UK libraries and museums unite to save ‘astonishing’ lost library
June 17, 2021 8:29 AM   Subscribe

[SL Guardian] From the British Library to the Brontë Parsonage Museum, a consortium of libraries and museums have come together in an “unprecedented” effort to raise £15m and save an “astonishingly important” set of literary manuscripts for the nation.

The plans were formed after the announcement last month that the “lost” Honresfield library was to be put up for auction at Sotheby’s this summer. Almost entirely inaccessible since 1939, the library was put together by Victorian industrialists William and Alfred Law at the turn of the 20th century, and is a literary treasure trove that had experts dancing with excitement – and warning that action needed to be taken to prevent it being sold piecemeal to private collectors.

The initiative to prevent the “priceless” manuscripts by authors including the Brontë sisters, Jane Austen, Walter Scott and Robert Burns from falling into private hands is being led by the charity Friends of the National Libraries (FNL). It includes institutions such as the Bodleian, the British Library and the National Library of Scotland; and smaller organisations such as Abbotsford, the home of Walter Scott in Melrose; Jane Austen’s House in Chawton; the Brontë Parsonage Museum in Haworth; and the Robert Burns Birthplace Museum in Alloway.
posted by Multicellular Exothermic (8 comments total) 9 users marked this as a favorite
 
Thank you for posting this! I saw a news story about this extraordinary collection a few weeks ago, and I immediately thought "Oh, if only someone could get together the money to save it for the public." And now that is happening.
posted by ALeaflikeStructure at 8:58 AM on June 17, 2021 [1 favorite]


Wow. How great to hear. Honestly 15M pounds sounds like a bargain for this collection. Really extraordinary. How sad that it was assembled with private capital and kept out of reach for 80 years!

Perhaps the Laws' collection of these pieces saved them from whatever musty fate was destined for them in the war, but the subsequent dark period seems strange and inexcusable for such an important collection. I suppose it's the continuation of exactly that darkness that the organizers hope to avoid. Can't wait until these are displayed with pride!
posted by BlackLeotardFront at 10:08 AM on June 17, 2021 [3 favorites]


For those who are interested, here’s the organisation spearheading the campaign: the FNL, and their crowd funding page for small donations.
posted by tomp at 10:53 AM on June 17, 2021 [1 favorite]


Oh neat, I saw this zip by in my feeds and was all grumbling about the idea of a "lost" library (classic trope about things being "lost" in archives when the archivists knew they were there the whole time) but the larger story is super fascinating, thank you for bringing it here.
posted by jessamyn at 10:58 AM on June 17, 2021 [1 favorite]


On one level 15m is a lot of money, but another it is so ridiculously nothing that it's making me furious they don't already have the funding to do this!
posted by Jon Mitchell at 1:05 PM on June 17, 2021 [3 favorites]


classic trope about things being "lost" in archives when the archivists knew they were there the whole time) but the larger story is super fascinating, thank you for bringing it here

Sometimes that's true, but sometimes it's not: a library or archive can have so many things that haven't been catalogued at all. I've found interesting things (like a slanderous poem) in a box catalogued only as "Misc. Papers, [company, century]", because no one ever had time to look through to see what was in there.
posted by jb at 1:10 PM on June 17, 2021 [6 favorites]


I'm not too bothered by the 'lost library' trope, but I do get mildly peeved with the 'saved for the nation' cliché -- the implication being that it would be some sort of cultural disaster if these manuscripts left the British Isles.

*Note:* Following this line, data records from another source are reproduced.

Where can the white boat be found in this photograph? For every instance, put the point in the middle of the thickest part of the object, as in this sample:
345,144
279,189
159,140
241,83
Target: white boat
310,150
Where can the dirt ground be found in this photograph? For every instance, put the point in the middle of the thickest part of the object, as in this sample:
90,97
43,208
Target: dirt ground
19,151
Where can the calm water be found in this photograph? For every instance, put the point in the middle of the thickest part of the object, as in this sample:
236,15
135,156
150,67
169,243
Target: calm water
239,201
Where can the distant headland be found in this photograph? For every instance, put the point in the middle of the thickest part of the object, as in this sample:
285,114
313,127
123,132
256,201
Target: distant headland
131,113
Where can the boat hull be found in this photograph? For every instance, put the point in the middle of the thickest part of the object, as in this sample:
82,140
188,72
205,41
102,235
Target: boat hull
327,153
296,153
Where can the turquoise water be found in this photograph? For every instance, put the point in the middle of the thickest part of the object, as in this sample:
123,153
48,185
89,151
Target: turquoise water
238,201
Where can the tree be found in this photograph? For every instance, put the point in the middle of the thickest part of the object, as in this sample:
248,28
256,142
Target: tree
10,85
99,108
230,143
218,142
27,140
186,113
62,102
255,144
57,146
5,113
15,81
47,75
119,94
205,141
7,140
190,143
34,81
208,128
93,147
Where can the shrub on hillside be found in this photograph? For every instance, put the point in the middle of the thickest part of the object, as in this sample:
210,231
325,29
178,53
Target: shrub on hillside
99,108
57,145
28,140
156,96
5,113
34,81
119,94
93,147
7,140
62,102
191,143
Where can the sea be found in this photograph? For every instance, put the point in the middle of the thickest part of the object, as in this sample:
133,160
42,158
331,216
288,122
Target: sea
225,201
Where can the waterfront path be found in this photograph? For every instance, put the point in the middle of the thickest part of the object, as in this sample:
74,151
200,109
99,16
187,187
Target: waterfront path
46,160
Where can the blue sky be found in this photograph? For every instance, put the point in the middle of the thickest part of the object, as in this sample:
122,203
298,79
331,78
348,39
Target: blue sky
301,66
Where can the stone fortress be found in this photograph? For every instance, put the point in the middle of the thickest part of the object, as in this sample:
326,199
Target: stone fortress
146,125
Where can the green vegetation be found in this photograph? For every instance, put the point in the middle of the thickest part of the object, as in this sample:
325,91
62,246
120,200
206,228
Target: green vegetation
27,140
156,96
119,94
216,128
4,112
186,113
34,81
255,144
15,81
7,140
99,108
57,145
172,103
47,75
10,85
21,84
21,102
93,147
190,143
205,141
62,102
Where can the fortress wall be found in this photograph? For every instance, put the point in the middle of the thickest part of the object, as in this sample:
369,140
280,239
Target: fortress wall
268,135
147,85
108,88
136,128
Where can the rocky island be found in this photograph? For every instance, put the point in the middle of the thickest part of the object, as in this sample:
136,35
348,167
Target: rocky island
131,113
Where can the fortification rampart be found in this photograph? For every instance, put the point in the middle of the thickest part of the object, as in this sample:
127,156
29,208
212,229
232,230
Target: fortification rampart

Still, this is good news, and all credit to the Friends of the National Libraries for leading the campaign. In a normal year the FNL makes grants totalling about £200,000, so this is way beyond their own resources. Their website says they are in discussion with 'private philanthropists and sources of public funds' (which must mean the National Lottery Heritage Fund -- no other fund would be big enough).

It doesn't hurt that the chair of the FNL is Geordie Greig, who also happens to be the editor of the Daily Mail. If you want to raise £15m in a hurry it helps to have the Mail on your side. But enough with the cynicism, I'm really happy they're trying to raise the money, and I hope they succeed.
posted by verstegan at 2:53 PM on June 17, 2021 [3 favorites]


Hmm, tried to donate a bit, and got "30000 : Invalid field" when I got to the payment page. Oh well.